第1話

文字数 11,489文字

 metaverse
 6am-Princess

 作:玖遠 (第六文芸)

 第一話

 目が覚めると、僕は、おかしな場所にいた。
 学校の教室で見るような硬い椅子が、同じ方向を向いて三行三列で、合計九脚、白い床の上に置かれていた。
 知らない人たちが、座っていた。僕も、その中のひとりだった。空席は、真ん中の椅子だけ…。僕は、その空席の後ろに座っていた。
 それにしても……?
 なんで、ここに座っているのだろう?
 漠然と疑問に思いながら、ぼんやりと周りを見た。
 誰もが、同じ、白い、膝までのゆったりした服を着ていた。白衣…というのか、胸元から裾の先までのボタンがなければ、まるで幽霊の衣装のような、そんな服だった。
 座っている人は、若い人から、割と年を取った人までいろいろだった。けれど、僕と同じ年代、学生らしいのは、僕の二つ前の席、空席の向こうで背を向けて、少し日焼けしたうなじを見せている少年、そのひとりだけだった。
 上を見ると、青い空が広がっていた。雲ひとつない、抜けるような、けれどどこか嘘っぽい空だ。
 足元にある白い床は、教室ほどの広さしかない。その外側はカッターで切り落としたようにすっぱりとなくなっていて、そこから先は、雲ひとつない空と、海なのか、波ひとつ見えないけれど、深い群青色が広がっていた。その空色と群青は、遙か遠いところで、ぼやけながら接していた。そしてここは、その空色と群青色の間に浮かぶ正方形の場所だった。
 その上に、椅子が九脚、正方形になって並んでいて、真ん中の椅子以外には人が座っていて、みな白い服を着て、同じ方向を見ていた。
 僕は、だんだんと頭がはっきりしてきて、この場所の異様さを感じ始めた。
 こっそり、右を見ると、中年の男性が、口を半分開いた顔で真っ直ぐに前を見て、ゆっくりと呼吸をしていた。呼吸をしてはいたけれど、生きている感じがしない。けれど、瞳をみると、わずかに震えていて、意識らしいものはあるようだった。
 僕のいる三列目、左を見ると、大学生くらいの若い女性が、右の男性と同じような顔をして前を向いていた。猫背なのか、背をいくらか丸めている。
 真ん中の列、空席を挟んだ両側の人たちも、斜め後ろから見る限り、同じような表情をしていた。最前列の、右と左の人も、わずかに見える横顔に、そんな気配があった。
 みんな、生気がない。
 僕は、空恐ろしくなった。
 なんで、こんな雰囲気の場所にいるのかもわからなかった。
 そう思ったとき、ただひとり、表情のわからない彼のことだけが、救いの頼りになった。
 僕の席から顔が確かめられないのは、最前列の真ん中、空席を挟んだ目の前の少年だけだ。
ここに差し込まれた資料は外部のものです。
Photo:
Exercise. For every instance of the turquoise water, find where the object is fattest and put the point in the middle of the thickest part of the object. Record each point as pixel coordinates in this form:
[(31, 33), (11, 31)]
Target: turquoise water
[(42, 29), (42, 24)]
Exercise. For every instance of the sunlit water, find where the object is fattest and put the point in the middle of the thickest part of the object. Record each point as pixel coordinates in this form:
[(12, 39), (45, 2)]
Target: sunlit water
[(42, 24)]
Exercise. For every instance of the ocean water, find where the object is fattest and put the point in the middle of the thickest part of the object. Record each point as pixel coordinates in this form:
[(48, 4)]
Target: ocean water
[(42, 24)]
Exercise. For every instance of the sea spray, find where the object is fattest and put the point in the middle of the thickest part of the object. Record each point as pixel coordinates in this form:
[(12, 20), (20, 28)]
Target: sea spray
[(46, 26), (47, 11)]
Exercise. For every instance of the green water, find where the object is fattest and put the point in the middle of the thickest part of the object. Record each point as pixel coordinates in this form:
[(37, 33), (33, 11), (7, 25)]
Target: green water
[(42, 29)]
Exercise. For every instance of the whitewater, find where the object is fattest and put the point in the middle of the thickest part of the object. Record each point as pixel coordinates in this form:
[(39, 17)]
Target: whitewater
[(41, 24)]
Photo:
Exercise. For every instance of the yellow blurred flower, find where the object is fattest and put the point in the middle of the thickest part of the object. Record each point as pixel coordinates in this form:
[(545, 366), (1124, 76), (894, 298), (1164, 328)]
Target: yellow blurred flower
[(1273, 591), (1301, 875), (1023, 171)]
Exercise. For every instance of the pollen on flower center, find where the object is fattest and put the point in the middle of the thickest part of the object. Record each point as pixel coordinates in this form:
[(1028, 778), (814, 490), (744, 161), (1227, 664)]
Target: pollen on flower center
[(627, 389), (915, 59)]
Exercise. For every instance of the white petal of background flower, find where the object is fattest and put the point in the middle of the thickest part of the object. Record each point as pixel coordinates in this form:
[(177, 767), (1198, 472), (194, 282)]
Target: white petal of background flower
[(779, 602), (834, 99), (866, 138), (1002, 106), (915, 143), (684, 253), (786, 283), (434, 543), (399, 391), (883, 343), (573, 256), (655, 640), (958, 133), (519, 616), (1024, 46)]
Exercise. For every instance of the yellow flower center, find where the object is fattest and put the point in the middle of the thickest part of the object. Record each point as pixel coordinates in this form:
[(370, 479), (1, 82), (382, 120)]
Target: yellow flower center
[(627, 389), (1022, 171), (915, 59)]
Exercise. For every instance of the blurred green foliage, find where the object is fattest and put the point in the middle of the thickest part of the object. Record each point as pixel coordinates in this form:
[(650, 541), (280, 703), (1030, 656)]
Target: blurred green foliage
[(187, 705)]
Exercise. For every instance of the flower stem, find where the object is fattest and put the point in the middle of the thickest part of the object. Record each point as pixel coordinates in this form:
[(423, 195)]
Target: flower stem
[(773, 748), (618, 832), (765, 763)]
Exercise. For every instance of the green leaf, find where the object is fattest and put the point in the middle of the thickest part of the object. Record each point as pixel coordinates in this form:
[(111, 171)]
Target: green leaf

背筋をピンと伸ばしている様子だけでも、ほかの人とは少し違った。彼は、一体どんな顔をしているだろう。やっぱり、ぼんやりとして生気がない顔をしているのだろうか。
 僕は、気になって仕方がなくなった。年が近そうだというのもあったと思う。でも、気になった。その彼までもが、口を閉じず、ぼんやりと、あるいは呆然と、そんなうつろな顔をしていたら、僕ひとりが浮いた存在になると思ったからだ。それで、少し、身を乗り出した。
 カタッ……。
 椅子の脚が、鳴った。
 かすかな音だったけれど、僕は思わず動きを止めた。
 けれど、この場の誰も、気づいた様子も気にする様子も見せなかった。その、彼以外は……。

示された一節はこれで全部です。